The fictitious data marks a step change in how researchers can rely on AIS. “Having no data can in some cases be easier than having bad data,” Raynor said. If the ships just go dark, it’s a clear signal to activists that something is up. If they spoof their location instead, their activities can remain hidden in the ocean of data.
What if instead of disappearing completely, illegal fishing vessels could fake their location?
But Bergman was already one step ahead. In his work on oil tankers, Bergman noticed that fake AIS tracks often lacked the normal variations in course and speed of real voyages. They are also sometimes detected by satellites that cannot receive the signals if they are genuine. And his latest weapon against spoofers is the most powerful yet: the European Space Agency’s Sentinel-1 satellites. They circle the globe twice each week, using sophisticated radar systems to map vegetation, track sea ice, and, by chance, detect ships longer than about 65 feet By comparing Sentinel-1 images with AIS data, Bergman could work out the actual location of the oil tankers.
“This kind of subtle manipulation is interesting because it’s hard to detect and I think it goes almost unnoticed,” Bergman said. He identified similar spoofed AIS tanker tracks in the Mediterranean, Persian Gulf, and near Venezuela. He next automated the process, building a system that correlates vessel positions from the Sentinel-1 satellite with AIS data. This system flagged the trawler off Mauritania—and many others.
“There is clearly software proliferating to enable this deception,” he said. “And we see certain ships coming over and over again.”
In January, Global Fishing Watch and SkyTruth published a paper on Nature, with Raynor as a co-author, summarizing their work. The organizations estimate that around 75 percent of the world’s industrial fishing vessels are currently untracked in AIS databases, with the problem most pronounced near Africa and South Asia. About 25 percent of ships used to transport goods and fuel are also not monitored by the public. This is mostly due to AIS systems being turned off rather than being spoofed, but it shows the scale of the problem.

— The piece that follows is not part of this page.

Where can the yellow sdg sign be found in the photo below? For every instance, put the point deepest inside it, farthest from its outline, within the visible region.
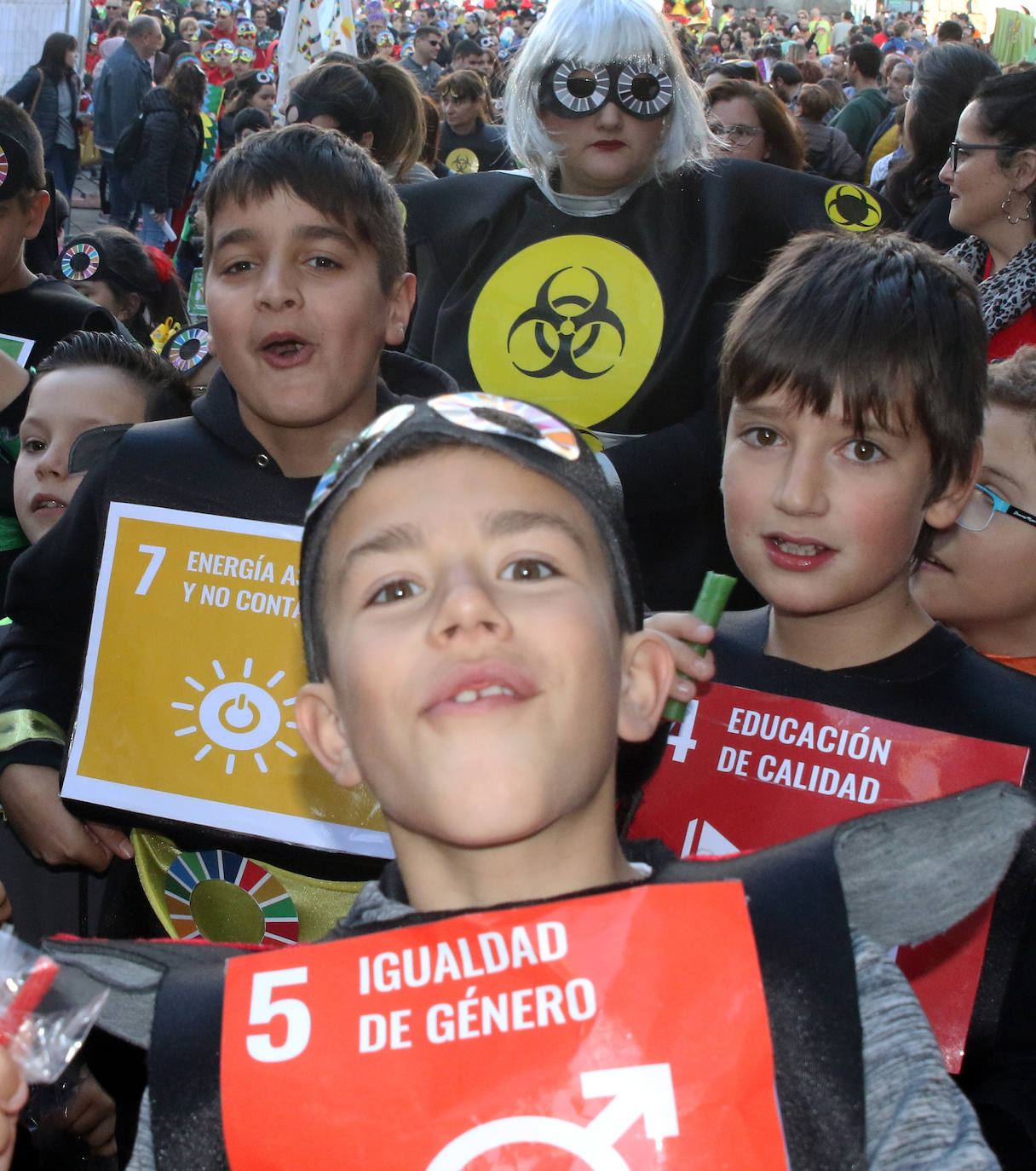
(572, 323)
(188, 691)
(463, 160)
(852, 207)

I asked Bergman if the AIS has now been hacked or if it can be salvaged. Like a Russian tanker in the Mediterranean, “it’s going in the same direction at the same time,” he said. There are technical solutions on the horizon that can authenticate AIS using cryptography “but you’re also talking about 200,000 ships around the world. That’s going to take a really long time to replace.”
In the meantime, Bergman and his satellites will continue to monitor the world’s oceans from the skies above. His next step was to incorporate high-resolution optical imagery from the European Sentinel-2 satellite; one of his first targets was the teleporting trawler in Mauritania.
This ability to bring more and smarter systems to bear keeps Raynor enthusiastic about the future of illegal fishing monitoring. “You can think of these technologies like pieces of Swiss cheese on top of each other,” he said. “Each one has holes—but the more pieces you put on top of each other, the more holes are covered.”